番外編 ヒロの家の話③産まれる前
ジェイミーが産まれる7ヶ月前。
佳巳の妻のエマは自分の体調がおかしいと疑い、病院へ駆け込みました。
佳巳『…ふう。もし仮に4人目が出来ていたと過程したら母さんの反応はどうなるだろうか。女の子だったらエマはまた母さんから迫られ攻撃を受け、男の子だった場合当然ながら母さんは喜ぶに決まっている。』
ガラガラガラ
診察室の扉が開き、看護師さんが佳巳に中に入るよう声をかけた。
佳巳「失礼します。」
先生「こんにちは。お待たせしました。どうぞ旦那さんも座ってください。」
佳巳「はい。」
佳巳は医師から促される前椅子に腰掛ける。
先生「検索結果ですが。奥様の子宮に新しい命が誕生しました。性別はまだわからないですが、これから検査して行くうちに徐々にわかってくるでしょう。」
佳巳「わかりました。これからよろしくお願いします。」
先生「こちらこそよろしくお願いします。」
夫婦は診察室を後にして待合室のソファに腰掛ける。
エマ「…ねぇ。ヨシミさん。」
佳巳「ん?どうした?」
エマ「I am afraid.【私、怖い。】」
佳巳「…多分母さんは女の子とわかったらまたキミを攻撃するだろう。提案がある。東京を離れよう。
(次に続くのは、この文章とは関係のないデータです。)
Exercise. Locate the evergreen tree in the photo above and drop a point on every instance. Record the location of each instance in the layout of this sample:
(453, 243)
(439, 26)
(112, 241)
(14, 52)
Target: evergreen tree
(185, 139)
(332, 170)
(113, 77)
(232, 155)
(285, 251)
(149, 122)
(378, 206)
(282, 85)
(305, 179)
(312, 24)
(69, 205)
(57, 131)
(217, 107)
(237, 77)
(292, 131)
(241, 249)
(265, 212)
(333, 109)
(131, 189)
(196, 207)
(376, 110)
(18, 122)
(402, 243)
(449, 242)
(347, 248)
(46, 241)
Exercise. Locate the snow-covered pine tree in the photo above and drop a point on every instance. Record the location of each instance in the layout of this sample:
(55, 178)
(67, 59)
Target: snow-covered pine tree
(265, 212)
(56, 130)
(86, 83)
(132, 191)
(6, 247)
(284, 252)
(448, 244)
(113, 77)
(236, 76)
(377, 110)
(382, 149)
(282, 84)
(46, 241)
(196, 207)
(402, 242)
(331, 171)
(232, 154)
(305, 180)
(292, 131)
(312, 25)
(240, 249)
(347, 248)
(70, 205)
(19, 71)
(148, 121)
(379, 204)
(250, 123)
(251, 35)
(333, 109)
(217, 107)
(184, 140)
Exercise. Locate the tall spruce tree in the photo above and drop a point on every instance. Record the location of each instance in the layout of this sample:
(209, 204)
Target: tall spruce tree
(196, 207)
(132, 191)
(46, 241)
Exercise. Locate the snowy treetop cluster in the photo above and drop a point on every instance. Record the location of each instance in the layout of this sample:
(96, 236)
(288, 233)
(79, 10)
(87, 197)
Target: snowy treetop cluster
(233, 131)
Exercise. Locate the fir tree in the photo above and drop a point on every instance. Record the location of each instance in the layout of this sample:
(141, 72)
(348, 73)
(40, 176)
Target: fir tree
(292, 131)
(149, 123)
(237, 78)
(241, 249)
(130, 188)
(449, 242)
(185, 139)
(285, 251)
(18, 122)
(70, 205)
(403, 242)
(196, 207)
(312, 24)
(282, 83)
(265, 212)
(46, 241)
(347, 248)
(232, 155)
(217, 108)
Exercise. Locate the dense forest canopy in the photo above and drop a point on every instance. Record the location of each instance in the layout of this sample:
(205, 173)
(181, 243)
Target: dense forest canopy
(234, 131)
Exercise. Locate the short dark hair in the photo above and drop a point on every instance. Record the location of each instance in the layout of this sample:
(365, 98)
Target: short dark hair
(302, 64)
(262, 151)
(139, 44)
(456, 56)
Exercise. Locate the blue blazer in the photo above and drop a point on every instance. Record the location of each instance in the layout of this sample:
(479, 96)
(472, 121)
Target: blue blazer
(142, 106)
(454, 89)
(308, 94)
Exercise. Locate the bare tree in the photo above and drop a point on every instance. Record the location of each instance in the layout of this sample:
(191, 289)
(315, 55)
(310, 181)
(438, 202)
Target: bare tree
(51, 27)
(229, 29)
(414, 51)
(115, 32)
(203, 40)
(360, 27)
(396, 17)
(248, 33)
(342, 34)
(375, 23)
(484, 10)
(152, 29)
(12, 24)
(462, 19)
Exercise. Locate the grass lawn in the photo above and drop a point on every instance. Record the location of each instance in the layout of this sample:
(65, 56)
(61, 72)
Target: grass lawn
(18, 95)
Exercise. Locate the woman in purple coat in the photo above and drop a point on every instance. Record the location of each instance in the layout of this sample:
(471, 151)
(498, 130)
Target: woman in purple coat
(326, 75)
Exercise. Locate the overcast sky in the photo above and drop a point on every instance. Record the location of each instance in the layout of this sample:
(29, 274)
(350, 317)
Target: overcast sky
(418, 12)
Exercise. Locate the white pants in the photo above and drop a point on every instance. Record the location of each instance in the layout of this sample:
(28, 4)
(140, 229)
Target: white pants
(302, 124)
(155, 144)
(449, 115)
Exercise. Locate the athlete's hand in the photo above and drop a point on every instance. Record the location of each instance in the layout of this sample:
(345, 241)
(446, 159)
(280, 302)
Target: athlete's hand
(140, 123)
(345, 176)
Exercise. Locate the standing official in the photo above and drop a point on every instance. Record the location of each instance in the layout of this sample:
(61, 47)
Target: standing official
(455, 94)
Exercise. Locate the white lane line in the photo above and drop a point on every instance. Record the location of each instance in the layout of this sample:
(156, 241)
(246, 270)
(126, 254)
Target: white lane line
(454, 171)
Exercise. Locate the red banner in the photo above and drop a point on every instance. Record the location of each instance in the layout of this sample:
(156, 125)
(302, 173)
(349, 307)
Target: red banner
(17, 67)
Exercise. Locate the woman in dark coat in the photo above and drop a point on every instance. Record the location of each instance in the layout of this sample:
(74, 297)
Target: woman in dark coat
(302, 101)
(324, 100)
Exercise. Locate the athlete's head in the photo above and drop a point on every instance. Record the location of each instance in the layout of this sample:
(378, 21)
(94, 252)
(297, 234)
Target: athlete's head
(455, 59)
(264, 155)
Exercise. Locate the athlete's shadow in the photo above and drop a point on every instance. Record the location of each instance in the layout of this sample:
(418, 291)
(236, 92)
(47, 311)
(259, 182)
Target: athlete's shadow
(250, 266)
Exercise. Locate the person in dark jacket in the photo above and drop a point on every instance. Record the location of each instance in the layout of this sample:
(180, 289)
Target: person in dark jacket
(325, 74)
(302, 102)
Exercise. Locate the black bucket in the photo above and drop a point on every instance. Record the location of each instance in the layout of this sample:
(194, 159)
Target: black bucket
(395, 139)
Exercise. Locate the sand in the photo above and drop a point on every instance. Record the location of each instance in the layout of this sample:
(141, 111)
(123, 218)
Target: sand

」
エマ「え?!でも私たち仕事している身だし。それに娘たちにもお友達がいるし。簡単に東京を離れられないわよ。」
佳巳「なあ。思い切ってアメリカへ行かないか?」
エマ「あ、アメリカ?!私は支店があるからいいけど、あなたは…。」
佳巳「大丈夫!絶対成功させてみせる。第一にキミもあの母さんから離れられた方がスッキリするだろ?」
エマ「でも…。」
佳巳「ん?何かまだ問題あるのか?」
エマ「…住む場所よ。アメリカと言っても広いわ。日本とは違うんだから。」
佳巳「…シアトルはどうかな?キミの実家からも近い。これから出産するにはちょうどいいだろう。それにシアトルには大学がある。私はそこに就職する。海産物は新鮮でおいしい。どうかな?」
エマ「…シアトルねぇ。それなら私の実家に住まない?私が父を説得するから。」
佳巳「キミの実家があるベルビューからはシアトルに30分あれば行ける。よし!そうしよう!決まりだね!」
エマ「帰ったら娘たちを説得しなくちゃ。子供が出来た事はまだ内緒ね!伝えるのはアメリカに着いてから。」
こうして浦嶋夫妻は環境の為にアメリカ行きを決めました。